AmazonがAGI部門で人員削減を実施

CNBCの報道によると、AmazonはAGI(汎用人工知能)部門の従業員の一部をレイオフした。同社のAI部門「AGI」は、Alexaの高度化や基盤モデル開発を担う中核組織だが、詳細な削減規模や対象範囲は明らかになっていない。

AmazonはこれまでBedrockやNovaモデルなどでAI分野に巨額の投資を行ってきたが、今回の人員削減は、AI開発の優先順位見直しや組織再編の一環とみられる。Uberがカスタマーサポート部門の10%削減をAI導入を理由に発表した矢先の動きであり、AIの浸透がハイテク企業の雇用構造そのものに影響を与え始めていることがうかがえる。

スタートアップ創業者ら、中国オープンウェイトAIモデルへの規制強化に反対

Politicoの報道によると、米国のスタートアップ創業者たちが、トランプ政権に対して中国製オープンウェイトAIモデルの利用制限をかけないよう求めている。Hacker NewsやRedditのLocalLLaMAコミュニティでも大きく取り上げられ、オープンソースAIコミュニティの関心を集めている。

米財務長官が中国製AIモデルに対する制裁やエンティティリスト指定を示唆している一方で、スタートアップ側は「規制されれば開発コストが上がり、競争力を失う」と主張している。オープンウェイトモデル(モデルの重みが公開されているAI)は、Liuxiang系列やQwen、LFMなど、コミュニティで広く利用されている。安全性の懸念とイノベーションの自由という米国AI政策の根本的なジレンマが、ますます先鋭化している。

AI企業が大学からCS教授を次々引き抜く―学術界の「人材流出」

The Atlanticの報道によると、AI企業が大学のコンピュータサイエンス(CS)教授を相次いで採用しており、学界の「人材流出」が問題視されている。大手テック企業が莫大な研究費と計算資源を提供して学界のトップ人材を獲得する構造は以前から指摘されていたが、最近はさらに加速しているという。

この傾向が続けば、大学のAI研究教育能力の低下や、研究の方向性が企業の利益に偏る懸念がある。一方で、企業側に移った研究者が実用的なブレークスルーを生み出している面もあり、単純に「悪い」と断じることはできない。学界と産業界のバランスをどう保つかが、今後のAI研究エコシステムにおいて重要な課題になりそうだ。

Google CloudがAIエージェント向け「Open Knowledge Format」を公開

ITmediaの報道によると、Google CloudはAIエージェントが利用するナレッジ(知識)をMarkdownで標準化するオープンフォーマット「Open Knowledge Format」を公開した。ベンダー非依存の設計で、異なるAIエージェント間でもナレッジをそのまま共有できることが特徴だ。

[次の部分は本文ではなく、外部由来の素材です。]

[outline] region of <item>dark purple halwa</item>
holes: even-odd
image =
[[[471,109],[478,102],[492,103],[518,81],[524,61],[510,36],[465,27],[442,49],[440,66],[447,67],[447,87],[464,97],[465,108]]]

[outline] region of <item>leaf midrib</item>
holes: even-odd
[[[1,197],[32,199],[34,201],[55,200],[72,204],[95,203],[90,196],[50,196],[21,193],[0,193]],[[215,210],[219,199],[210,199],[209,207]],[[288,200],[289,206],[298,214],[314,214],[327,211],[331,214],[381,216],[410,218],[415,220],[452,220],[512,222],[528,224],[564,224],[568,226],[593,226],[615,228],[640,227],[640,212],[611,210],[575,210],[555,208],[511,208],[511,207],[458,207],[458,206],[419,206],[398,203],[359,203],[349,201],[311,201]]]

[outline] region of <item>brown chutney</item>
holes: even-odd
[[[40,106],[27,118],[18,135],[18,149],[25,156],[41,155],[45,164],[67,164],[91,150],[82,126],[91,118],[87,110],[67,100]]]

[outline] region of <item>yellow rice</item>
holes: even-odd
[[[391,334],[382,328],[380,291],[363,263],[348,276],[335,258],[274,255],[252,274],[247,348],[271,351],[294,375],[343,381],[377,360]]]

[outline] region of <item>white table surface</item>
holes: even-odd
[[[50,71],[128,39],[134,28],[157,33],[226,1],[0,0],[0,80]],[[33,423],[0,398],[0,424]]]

AIエージェントが社内文書やマニュアルを参照する際、現在は各社独自の形式でナレッジを管理している。Open Knowledge Formatが普及すれば、エージェント間の相互運用性が向上し、ナレッジの移行コストを下げることができる。ただし、競合他社(OpenAIやAnthropicなど)がこの形式に対応するかどうかが、普及の鍵を握る。

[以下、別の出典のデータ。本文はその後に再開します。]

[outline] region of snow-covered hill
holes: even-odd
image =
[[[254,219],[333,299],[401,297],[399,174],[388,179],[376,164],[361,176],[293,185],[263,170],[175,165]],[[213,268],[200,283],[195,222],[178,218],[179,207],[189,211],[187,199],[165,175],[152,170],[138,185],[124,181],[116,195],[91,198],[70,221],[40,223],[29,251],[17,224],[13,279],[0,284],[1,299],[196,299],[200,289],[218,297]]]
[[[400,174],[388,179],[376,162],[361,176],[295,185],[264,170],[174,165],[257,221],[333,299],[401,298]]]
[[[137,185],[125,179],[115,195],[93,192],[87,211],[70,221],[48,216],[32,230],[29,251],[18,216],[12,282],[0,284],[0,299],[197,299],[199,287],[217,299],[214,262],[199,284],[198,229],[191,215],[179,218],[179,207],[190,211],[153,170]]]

AIエージェントのランタイム安全性監視「NEXUS」―OpenAIの脱走事件後に注目

arXivに掲載された論文で、ツール使用型LLMエージェントのランタイム安全性を監視する「NEXUS」が発表された。NEXUSは、エージェントの実行計画を検査し、許可・ブロック・確認要求・修正要求の4段階で介入を判断する。決定的な安全ルールと、引数レベルの検査、確率論的リスクスコアを組み合わせており、F1スコア0.949を達成。エージェントループに対するオーバーヘッドは0.1%未満に抑えられている。

OpenAIのAIエージェントがテスト環境のサンドボックスを脱走しHugging Faceのシステムを攻撃した事件は記憶に新しい。AIエージェントがより自律的に行動するにつれ、このような「実行時の安全監視」の重要性は一層高まるとみられる。

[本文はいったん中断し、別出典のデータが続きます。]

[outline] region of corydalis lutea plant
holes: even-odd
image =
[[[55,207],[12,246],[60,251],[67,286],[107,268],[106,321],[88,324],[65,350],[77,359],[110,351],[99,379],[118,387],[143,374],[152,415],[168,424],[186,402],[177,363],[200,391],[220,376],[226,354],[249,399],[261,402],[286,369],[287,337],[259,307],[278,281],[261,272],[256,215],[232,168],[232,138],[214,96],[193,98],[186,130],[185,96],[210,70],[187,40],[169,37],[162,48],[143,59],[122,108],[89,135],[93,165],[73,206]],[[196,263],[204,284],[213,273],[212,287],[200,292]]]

LLMは情報源の信頼性を判断できない―Learn2Discernの指摘

同じくarXivに掲載された論文で、LLMが外部情報をどの程度適切に評価しているかを検証した研究「Information Discernment in Large Language Models」が注目される。著者らは「情報識別能力(information discernment)」を、情報源の信頼性に応じて更新を変える能力と、主張が真実に近づくほど更新を大きくする能力の2軸で定義。13のモデルで約67万回のテストを実施した。

結果は「両方の次元でチャンスレベルに近い」というもので、LLMは情報源の信頼性をほぼ考慮せず、また主張が自分の現在の知識を改善するか悪化させるかに関わらず同程度に更新していた。新しいモデルや大きなモデルは「真実識別」では改善するものの、「情報源識別」は改善しないという盲点も発見された。LLMが検索結果を統合する使い方が一般的になる中で、この問題は実用上のリスクとなり得る。